In Parkinson's disease (PD), cells that produce the neurotransmitter dopamine and dwell in the brain region called the substantia nigra die in droves (see Andersen Review). Drugs and surgery can ameliorate symptoms but don't slow progression of the disease (see Parkinson's Disease Case Study). Recognition that inflammation marks some neurodegenerative diseases might open new treatment possibilities. Swarms of activated immune cells show up in brain autopsies of PD patients, and drugs that block the inflammation-spurring enzyme COX-2 diminish the risk of AD (see "More Than a Painkiller"). Neurologist Serge Przedborski of Columbia University in New York City and colleagues suspected that COX-2 might spark PD's cellular slaughter.

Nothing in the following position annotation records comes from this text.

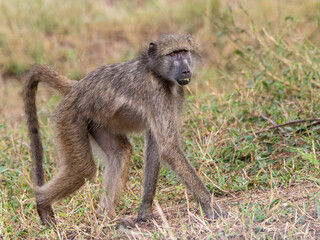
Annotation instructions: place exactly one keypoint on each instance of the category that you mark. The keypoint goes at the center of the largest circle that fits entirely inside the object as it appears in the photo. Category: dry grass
(260, 66)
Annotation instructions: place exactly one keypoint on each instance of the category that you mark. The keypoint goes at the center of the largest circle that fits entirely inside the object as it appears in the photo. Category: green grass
(260, 67)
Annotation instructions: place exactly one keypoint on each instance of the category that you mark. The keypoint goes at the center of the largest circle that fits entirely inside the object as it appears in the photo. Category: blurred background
(76, 37)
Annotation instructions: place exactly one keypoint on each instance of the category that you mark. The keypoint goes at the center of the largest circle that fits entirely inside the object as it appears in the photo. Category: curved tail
(39, 73)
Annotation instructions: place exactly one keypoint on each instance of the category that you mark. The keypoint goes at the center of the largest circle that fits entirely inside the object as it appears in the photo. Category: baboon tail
(39, 73)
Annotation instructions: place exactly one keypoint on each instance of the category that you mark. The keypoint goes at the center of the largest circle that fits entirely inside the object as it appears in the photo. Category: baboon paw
(144, 215)
(127, 223)
(46, 215)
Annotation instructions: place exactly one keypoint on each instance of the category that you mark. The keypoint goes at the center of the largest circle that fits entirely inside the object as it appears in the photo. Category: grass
(260, 67)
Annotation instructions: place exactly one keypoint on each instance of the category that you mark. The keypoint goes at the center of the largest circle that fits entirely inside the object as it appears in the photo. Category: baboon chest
(124, 121)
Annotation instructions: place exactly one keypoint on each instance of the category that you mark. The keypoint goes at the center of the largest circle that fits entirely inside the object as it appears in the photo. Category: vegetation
(260, 68)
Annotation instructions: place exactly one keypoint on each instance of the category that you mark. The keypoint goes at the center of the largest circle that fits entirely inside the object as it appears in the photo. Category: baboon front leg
(151, 172)
(115, 152)
(176, 159)
(76, 166)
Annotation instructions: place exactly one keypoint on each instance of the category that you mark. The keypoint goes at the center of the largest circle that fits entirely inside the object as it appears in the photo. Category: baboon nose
(186, 73)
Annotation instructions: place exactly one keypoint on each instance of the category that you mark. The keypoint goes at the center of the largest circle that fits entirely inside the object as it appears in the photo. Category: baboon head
(172, 57)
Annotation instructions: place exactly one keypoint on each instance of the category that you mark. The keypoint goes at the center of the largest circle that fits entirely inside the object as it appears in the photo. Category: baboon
(145, 94)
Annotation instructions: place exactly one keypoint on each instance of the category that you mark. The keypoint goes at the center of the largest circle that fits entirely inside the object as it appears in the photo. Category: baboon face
(171, 57)
(179, 67)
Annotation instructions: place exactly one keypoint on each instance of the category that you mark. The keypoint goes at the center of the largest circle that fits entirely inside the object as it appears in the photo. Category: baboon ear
(152, 50)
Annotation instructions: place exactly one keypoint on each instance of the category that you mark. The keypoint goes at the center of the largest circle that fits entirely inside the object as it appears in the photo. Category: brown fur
(110, 102)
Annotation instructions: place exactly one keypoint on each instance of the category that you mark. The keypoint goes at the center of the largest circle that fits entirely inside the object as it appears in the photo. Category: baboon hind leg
(76, 166)
(115, 152)
(151, 172)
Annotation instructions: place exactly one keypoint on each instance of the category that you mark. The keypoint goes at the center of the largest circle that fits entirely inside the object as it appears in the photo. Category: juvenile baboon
(144, 94)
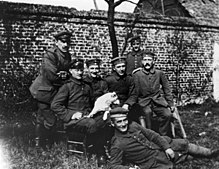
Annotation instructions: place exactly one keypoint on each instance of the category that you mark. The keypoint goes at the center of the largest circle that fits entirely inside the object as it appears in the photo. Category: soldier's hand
(135, 167)
(76, 116)
(125, 106)
(170, 153)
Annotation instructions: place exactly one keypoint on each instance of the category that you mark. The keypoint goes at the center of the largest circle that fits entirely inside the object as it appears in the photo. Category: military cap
(77, 64)
(148, 53)
(93, 62)
(64, 35)
(118, 112)
(118, 60)
(134, 38)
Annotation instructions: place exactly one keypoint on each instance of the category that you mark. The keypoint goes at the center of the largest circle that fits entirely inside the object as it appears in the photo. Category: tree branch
(119, 2)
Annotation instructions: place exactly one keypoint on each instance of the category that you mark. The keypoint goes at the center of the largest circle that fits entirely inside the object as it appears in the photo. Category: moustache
(147, 64)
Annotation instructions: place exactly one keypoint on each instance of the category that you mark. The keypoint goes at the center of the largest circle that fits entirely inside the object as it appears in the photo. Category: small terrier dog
(103, 104)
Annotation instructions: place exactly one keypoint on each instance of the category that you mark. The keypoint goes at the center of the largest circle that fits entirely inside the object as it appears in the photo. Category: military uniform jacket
(139, 146)
(148, 87)
(98, 85)
(72, 97)
(44, 86)
(124, 88)
(133, 60)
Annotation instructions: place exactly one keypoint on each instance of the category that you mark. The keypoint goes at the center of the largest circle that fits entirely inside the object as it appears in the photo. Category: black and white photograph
(109, 84)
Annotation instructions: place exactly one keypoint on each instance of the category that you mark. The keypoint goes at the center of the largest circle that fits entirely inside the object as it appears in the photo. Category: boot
(38, 136)
(201, 152)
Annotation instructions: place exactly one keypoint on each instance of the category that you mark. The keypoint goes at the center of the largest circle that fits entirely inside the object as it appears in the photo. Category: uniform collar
(91, 79)
(127, 134)
(136, 53)
(152, 71)
(79, 82)
(117, 76)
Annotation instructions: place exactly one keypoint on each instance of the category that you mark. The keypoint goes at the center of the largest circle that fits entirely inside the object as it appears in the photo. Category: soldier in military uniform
(98, 85)
(54, 72)
(73, 103)
(121, 83)
(149, 81)
(134, 57)
(145, 148)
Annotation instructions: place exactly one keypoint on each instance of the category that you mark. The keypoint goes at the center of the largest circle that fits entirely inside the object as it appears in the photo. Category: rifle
(177, 117)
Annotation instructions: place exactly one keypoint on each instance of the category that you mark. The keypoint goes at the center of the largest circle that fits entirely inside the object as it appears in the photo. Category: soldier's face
(63, 45)
(136, 45)
(77, 73)
(94, 70)
(120, 123)
(120, 68)
(148, 62)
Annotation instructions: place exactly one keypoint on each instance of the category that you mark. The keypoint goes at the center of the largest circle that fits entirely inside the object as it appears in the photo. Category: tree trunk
(112, 33)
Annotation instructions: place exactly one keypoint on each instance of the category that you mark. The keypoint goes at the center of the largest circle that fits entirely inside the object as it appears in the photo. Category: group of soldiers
(64, 92)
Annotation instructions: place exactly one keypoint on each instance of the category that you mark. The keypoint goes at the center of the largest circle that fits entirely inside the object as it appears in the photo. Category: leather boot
(38, 136)
(202, 152)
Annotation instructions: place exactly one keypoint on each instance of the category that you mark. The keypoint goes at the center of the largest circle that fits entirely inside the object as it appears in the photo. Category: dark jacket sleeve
(132, 92)
(155, 138)
(166, 89)
(59, 102)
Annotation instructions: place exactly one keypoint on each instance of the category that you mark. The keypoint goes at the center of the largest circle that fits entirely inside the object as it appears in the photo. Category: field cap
(148, 53)
(63, 36)
(134, 38)
(77, 64)
(118, 112)
(93, 62)
(118, 60)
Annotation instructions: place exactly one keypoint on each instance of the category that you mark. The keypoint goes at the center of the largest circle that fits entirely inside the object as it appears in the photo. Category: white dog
(103, 104)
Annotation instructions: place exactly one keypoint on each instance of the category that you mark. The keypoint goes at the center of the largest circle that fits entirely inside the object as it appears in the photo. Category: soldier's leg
(164, 118)
(187, 151)
(202, 152)
(148, 115)
(45, 121)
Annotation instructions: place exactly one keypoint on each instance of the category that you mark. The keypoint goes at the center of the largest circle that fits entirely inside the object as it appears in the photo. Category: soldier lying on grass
(146, 149)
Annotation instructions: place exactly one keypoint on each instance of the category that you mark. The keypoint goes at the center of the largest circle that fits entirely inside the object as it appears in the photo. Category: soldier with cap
(54, 72)
(97, 83)
(73, 103)
(144, 148)
(121, 83)
(154, 94)
(134, 57)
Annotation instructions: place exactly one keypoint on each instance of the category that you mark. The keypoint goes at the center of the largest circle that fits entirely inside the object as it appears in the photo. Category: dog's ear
(114, 94)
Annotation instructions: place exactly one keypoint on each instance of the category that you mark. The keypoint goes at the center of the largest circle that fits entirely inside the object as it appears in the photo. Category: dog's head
(113, 98)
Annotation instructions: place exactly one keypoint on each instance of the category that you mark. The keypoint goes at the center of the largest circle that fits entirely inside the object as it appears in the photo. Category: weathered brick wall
(26, 31)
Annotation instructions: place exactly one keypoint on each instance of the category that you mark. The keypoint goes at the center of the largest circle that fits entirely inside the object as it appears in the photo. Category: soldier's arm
(59, 106)
(116, 159)
(50, 69)
(132, 93)
(155, 138)
(166, 89)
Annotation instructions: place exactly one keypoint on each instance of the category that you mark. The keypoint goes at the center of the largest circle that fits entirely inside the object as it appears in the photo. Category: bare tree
(112, 4)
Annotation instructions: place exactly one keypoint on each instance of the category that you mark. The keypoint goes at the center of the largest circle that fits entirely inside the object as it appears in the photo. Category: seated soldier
(148, 82)
(93, 77)
(145, 148)
(73, 102)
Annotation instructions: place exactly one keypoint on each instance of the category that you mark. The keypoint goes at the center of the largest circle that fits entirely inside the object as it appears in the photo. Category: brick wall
(27, 30)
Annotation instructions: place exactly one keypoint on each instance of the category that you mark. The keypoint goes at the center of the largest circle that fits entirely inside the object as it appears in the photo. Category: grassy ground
(17, 151)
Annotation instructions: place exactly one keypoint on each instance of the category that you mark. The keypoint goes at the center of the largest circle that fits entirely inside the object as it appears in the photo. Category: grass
(18, 152)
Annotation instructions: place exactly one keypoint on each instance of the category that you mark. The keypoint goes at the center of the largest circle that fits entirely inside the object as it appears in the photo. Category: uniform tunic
(72, 97)
(48, 82)
(98, 85)
(145, 148)
(123, 86)
(148, 87)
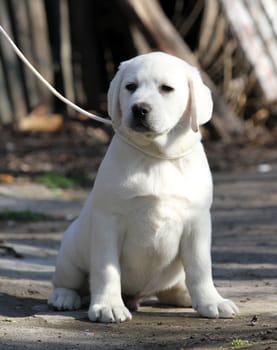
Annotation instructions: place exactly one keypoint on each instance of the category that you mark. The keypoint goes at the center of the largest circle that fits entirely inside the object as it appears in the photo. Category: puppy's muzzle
(141, 113)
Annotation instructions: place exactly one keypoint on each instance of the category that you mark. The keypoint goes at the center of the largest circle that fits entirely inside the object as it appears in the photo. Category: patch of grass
(22, 215)
(55, 181)
(239, 342)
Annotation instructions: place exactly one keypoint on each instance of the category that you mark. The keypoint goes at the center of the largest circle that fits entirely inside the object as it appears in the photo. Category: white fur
(147, 219)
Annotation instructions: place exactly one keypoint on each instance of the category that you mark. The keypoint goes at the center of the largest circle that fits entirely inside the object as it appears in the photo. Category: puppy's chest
(154, 229)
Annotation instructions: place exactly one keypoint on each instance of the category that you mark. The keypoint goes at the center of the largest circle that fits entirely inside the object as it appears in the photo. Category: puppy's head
(153, 93)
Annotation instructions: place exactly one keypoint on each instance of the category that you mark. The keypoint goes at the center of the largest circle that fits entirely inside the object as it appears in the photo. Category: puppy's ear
(201, 103)
(114, 110)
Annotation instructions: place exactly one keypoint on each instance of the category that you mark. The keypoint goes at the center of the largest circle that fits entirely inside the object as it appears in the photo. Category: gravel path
(244, 260)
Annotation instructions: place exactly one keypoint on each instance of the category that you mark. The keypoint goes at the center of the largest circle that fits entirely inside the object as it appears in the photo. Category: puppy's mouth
(141, 126)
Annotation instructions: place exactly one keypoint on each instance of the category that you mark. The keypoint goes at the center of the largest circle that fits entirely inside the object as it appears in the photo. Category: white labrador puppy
(145, 228)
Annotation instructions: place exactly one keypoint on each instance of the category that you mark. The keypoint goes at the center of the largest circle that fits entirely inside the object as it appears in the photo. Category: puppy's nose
(141, 110)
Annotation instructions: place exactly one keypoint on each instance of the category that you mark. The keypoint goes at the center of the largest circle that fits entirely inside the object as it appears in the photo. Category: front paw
(106, 313)
(64, 299)
(217, 308)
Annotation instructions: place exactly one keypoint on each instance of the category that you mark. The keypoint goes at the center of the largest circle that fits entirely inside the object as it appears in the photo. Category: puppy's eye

To find out, they measured amounts of the enzyme in substantia nigra cells from PD patients and from mice dosed with MPTP, a compound that triggers a PD-like condition by poisoning cells in this brain region. Both types of neurons carried far more COX-2 than normal cells did. To determine whether COX-2 slays cells, the team disabled the enzyme in two ways. Mice engineered to lack the gene for COX-2 lost less than half as many cells as did control rodents when zapped with MPTP. Feeding normal mice rofecoxib, a drug that inhibits COX-2, also reduced neuron die-off. Because prior studies linked PD to inflammation, the researchers hypothesized that COX-2 kills neurons by triggering them to release chemicals that stimulate immune cells, which in turn emit toxic compounds. However, neither rofecoxib treatment nor COX-2 gene deletion prevented activation of immune cells, suggesting that COX-2 doesn't encourage inflammation. The enzyme stimulates production of reactive oxygen species, destructive compounds that damage key molecules, and Przedborski and colleagues found that rofecoxib reduced the amount of dopamine wounded by oxidants. The experiments suggest that in mice and possibly in humans, COX-2 wreaks havoc by unleashing reactive oxygen species, not by firing up inflammation, says Przedborski.
The paper "points to a potential therapy that is relatively nontoxic," says neurologist David Fink of the University of Pittsburgh. Millions of people already take aspirin, Vioxx, and other COX-2 blockers to battle rheumatoid arthritis and other inflammatory diseases. If these drugs could slow the progression of PD, "that would be a big step," Fink says. However, neuroscientist Ole Isacson of Harvard Medical School points out that the researchers injected MPTP on only one day--a brief dose that rapidly sickens and kills neurons in the substantia nigra. Human patients lose cells over many years, so the mechanisms of cell death in PD are different, he notes. Still, the two scientists agree that COX-2's role deserves further research. If the work pans out, delaying PD could be as easy as a trip to the local drugstore.